In 2018 the London Metropolitan Police apologised for the activities of one of their undercover agents who had infiltrated the group. A police officer using the name "Christine Green" had been involved in the illegal release of a large number of mink from a farm in Ringwood in 1998. The mission had been approved by senior officers in the police.

1996–present

Property destruction began to increase substantially after several high-profile campaigns closed down facilities perceived to be abusive to animals. Consort Kennels, a facility breeding beagles for animal testing; Hillgrove Farm, which bred cats; and Newchurch Farm, which bred guinea pigs, were all closed after being targeted by animal rights campaigns that appeared to involve the ALF. In the UK, the financial year 1991–1992 saw around 100 refrigerated meat trucks destroyed by incendiary devices at a cost of around £5 million. Butchers' locks were superglued, shrink-wrapped meats were pierced in supermarkets, slaughterhouses and refrigerated meat trucks were set on fire.

In 1999, ALF activists became involved in the international Stop Huntingdon Animal Cruelty (SHAC) campaign to close Huntingdon Life Sciences (HLS), Europe's largest animal-testing laboratory. The Southern Poverty Law Center, which monitors U.S. domestic extremism, has described SHAC's modus operandi as "frankly terroristic tactics similar to those of anti-abortion extremists". ALF activist Donald Currie was jailed for 12 years and placed on probation for life in December 2006 after being found guilty of planting homemade bombs on the doorsteps of businessmen with links to HLS. HLS director Brian Cass was attacked by men wielding pick-axe handles in February 2001. David Blenkinsop was one of those convicted of the attack, someone who in the past had conducted actions in the name of the ALF.

Also in 1999, a freelance reporter, Graham Hall, said he had been attacked after producing a documentary critical of the ALF, which was aired on Channel 4. The documentary showed ALF press officer Robin Webb appearing to give Hall—who was filming undercover while purporting to be an activist—advice about how to make an improvised explosive device, though Webb said his comments had been used out of context. Hall said that, as a result of the documentary, he was abducted, tied to a chair, and had the letters "ALF" branded on his back, before being released 12 hours later with a warning not to tell the police.

In June 2006, members of the ALF claimed responsibility for a firebomb attack on UCLA researcher Lynn Fairbanks, after a firebomb was placed on the doorstep of a house occupied by her 70-year-old tenant; according to the FBI, it was powerful enough to have killed the occupants, but failed to ignite. The attack was credited by the acting chancellor of UCLA as helping to shape the Animal Enterprise Terrorism Act.
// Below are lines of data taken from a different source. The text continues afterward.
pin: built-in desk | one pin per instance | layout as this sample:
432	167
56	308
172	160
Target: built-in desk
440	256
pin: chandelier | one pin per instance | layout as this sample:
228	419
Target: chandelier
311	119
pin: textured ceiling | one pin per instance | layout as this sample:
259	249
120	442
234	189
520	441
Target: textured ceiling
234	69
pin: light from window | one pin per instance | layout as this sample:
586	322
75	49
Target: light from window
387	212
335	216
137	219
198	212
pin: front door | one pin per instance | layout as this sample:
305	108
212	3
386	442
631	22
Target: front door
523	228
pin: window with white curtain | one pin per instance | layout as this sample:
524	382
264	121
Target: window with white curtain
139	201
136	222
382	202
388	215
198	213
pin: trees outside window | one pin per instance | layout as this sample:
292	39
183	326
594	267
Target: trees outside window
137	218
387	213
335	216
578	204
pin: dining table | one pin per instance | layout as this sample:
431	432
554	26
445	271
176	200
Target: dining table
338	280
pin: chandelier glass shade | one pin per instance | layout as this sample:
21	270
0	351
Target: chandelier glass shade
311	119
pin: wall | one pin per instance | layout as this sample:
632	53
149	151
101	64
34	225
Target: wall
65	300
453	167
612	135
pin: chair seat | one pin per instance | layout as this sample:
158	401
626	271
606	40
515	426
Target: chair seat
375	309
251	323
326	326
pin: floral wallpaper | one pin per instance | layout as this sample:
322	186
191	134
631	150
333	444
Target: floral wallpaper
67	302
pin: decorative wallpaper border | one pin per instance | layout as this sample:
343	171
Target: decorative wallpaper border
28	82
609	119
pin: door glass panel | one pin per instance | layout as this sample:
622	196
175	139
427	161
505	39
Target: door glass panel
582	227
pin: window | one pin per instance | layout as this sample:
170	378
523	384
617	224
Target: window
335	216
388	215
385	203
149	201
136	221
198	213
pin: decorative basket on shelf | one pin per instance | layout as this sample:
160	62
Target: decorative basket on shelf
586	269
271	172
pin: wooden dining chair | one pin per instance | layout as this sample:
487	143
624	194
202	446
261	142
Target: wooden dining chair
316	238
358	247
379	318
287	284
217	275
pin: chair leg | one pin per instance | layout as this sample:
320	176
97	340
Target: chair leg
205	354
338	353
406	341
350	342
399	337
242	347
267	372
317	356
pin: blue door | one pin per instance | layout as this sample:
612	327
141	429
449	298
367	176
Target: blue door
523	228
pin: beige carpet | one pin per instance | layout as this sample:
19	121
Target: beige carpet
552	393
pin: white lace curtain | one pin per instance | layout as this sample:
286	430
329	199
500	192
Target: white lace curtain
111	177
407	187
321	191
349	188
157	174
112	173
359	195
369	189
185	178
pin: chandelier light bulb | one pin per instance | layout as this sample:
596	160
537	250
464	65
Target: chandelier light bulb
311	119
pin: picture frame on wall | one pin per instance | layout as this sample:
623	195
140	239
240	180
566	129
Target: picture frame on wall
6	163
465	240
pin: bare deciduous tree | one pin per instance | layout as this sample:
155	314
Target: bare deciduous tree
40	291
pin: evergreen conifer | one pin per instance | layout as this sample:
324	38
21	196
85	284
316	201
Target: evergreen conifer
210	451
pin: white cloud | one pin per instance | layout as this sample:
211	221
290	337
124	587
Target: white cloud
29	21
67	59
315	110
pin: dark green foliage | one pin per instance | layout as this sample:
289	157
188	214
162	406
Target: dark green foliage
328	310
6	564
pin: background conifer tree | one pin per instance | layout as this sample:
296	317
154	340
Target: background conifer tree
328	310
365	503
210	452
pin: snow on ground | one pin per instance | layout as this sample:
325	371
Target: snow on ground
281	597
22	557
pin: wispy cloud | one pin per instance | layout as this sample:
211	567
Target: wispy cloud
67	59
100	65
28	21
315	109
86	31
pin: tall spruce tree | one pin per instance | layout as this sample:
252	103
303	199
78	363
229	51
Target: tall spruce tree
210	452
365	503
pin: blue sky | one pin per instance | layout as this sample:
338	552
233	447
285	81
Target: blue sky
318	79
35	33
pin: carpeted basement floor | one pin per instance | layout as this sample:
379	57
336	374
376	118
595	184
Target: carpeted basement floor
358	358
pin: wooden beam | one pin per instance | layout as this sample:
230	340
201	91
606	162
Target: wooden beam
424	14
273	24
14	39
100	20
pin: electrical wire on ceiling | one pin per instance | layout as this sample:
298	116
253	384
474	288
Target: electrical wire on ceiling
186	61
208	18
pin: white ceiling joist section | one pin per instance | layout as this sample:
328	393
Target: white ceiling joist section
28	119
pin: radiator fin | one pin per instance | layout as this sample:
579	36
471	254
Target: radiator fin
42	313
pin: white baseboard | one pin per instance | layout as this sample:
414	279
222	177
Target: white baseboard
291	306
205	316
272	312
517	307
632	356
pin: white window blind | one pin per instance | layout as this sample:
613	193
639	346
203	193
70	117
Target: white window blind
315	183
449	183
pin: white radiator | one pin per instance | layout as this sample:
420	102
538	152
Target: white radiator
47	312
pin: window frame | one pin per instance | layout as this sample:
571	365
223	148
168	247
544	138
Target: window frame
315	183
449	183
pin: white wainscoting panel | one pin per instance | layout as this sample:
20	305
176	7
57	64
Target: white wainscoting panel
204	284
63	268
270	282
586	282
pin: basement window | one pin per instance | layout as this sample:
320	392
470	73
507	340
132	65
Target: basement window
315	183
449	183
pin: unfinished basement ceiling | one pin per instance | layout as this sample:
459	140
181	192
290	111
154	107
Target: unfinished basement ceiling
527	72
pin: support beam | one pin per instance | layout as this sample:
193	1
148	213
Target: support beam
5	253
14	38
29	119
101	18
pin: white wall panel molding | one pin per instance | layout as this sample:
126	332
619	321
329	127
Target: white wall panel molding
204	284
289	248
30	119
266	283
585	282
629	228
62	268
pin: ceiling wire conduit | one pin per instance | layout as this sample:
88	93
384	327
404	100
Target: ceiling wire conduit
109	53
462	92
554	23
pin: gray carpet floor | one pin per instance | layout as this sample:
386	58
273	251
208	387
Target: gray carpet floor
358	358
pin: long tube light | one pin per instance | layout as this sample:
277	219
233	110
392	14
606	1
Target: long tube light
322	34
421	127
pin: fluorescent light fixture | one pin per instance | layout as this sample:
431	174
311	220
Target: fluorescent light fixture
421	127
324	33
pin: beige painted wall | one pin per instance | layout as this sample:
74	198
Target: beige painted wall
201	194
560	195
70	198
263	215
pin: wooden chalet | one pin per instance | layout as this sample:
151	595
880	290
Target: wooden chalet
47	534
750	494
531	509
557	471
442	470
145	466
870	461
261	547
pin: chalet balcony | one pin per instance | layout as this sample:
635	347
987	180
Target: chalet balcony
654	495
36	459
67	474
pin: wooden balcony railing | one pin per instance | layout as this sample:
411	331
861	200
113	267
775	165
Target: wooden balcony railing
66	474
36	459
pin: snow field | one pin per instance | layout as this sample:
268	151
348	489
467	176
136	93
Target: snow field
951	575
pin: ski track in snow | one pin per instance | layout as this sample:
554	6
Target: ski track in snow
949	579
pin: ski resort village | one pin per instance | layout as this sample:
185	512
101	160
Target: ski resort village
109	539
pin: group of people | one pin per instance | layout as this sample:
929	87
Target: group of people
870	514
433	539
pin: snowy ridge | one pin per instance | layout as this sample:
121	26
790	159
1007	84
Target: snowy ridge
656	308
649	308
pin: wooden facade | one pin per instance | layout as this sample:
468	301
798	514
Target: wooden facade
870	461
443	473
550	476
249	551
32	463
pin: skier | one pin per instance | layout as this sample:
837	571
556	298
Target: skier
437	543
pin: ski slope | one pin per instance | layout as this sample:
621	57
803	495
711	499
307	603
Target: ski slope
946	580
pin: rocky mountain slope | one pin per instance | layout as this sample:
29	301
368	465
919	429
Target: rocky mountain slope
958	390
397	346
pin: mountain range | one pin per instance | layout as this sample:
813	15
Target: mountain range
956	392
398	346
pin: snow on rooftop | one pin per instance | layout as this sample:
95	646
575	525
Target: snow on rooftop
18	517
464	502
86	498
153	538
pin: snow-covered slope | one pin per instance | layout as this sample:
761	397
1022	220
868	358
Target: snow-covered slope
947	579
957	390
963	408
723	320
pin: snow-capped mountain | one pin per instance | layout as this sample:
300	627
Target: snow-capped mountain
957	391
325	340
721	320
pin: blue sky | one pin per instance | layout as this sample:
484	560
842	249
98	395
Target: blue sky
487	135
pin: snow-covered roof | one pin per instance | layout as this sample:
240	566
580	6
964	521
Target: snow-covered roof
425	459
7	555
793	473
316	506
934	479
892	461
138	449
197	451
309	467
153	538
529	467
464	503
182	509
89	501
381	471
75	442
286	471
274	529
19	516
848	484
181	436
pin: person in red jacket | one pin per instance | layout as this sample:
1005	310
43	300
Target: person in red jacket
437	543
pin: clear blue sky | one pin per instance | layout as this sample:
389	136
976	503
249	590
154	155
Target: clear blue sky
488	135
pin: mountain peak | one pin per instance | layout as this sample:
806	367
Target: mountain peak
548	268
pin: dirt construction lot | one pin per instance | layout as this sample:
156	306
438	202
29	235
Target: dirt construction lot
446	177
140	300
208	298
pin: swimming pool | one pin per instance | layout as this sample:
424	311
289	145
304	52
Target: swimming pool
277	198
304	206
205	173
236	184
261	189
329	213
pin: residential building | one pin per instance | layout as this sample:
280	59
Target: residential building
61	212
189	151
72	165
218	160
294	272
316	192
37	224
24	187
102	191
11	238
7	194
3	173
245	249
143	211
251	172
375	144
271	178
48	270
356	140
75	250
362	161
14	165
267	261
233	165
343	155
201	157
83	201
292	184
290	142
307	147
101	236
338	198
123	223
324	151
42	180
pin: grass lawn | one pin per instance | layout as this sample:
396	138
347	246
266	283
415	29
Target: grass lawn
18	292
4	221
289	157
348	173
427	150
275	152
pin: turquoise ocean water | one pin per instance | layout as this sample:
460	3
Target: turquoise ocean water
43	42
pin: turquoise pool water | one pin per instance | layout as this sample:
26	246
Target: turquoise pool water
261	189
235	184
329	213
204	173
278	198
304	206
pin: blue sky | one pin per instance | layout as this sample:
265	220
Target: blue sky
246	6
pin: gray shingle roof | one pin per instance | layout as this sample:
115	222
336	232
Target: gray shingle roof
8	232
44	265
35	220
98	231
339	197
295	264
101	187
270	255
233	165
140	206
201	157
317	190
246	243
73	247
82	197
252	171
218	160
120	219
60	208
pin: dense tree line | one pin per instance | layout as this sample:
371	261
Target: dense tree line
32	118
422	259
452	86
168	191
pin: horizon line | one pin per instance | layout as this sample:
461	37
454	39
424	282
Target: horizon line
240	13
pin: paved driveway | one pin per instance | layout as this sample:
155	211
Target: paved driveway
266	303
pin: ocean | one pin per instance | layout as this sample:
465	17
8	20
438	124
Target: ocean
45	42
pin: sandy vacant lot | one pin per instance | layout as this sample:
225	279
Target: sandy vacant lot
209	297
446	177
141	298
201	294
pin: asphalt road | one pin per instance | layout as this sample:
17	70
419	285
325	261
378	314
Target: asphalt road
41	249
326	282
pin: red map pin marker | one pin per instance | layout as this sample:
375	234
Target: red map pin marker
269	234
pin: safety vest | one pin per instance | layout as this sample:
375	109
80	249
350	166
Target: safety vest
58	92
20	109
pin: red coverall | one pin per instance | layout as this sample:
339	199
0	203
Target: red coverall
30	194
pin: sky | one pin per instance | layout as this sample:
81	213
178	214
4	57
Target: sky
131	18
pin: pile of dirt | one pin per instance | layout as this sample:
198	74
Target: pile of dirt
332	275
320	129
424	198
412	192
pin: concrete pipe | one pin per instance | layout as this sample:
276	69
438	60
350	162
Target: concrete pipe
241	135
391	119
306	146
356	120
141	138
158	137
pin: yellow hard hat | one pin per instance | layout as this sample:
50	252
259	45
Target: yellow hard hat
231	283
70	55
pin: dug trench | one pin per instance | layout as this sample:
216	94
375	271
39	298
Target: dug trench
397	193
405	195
Animal liberation press officer Jerry Vlasak said of the attack: "force is a poor second choice, but if that's the only thing that will work ... there's certainly moral justification for that." As of 2008, activists were increasingly taking protests to the homes of researchers, staging "home demonstrations", which can involve making noise during the night, writing slogans on the researchers' property, smashing windows and spreading rumours to neighbours.

Operation Backfire

On 20 January 2006, as part of Operation Backfire, the U.S. Department of Justice announced charges against nine Americans and two Canadian activists calling themselves the "family". At least 9 of the 11 pleaded guilty to conspiracy and arson for their parts in a string of 20 arsons from 1996 through 2001, damage totalled $40 million. The Department of Justice called the acts examples of domestic terrorism. The incidents included arson attacks against meat-processing plants, lumber companies, a high-tension power line, and a ski centre, in Oregon, Wyoming, Washington, California and Colorado between 1996 and 2001.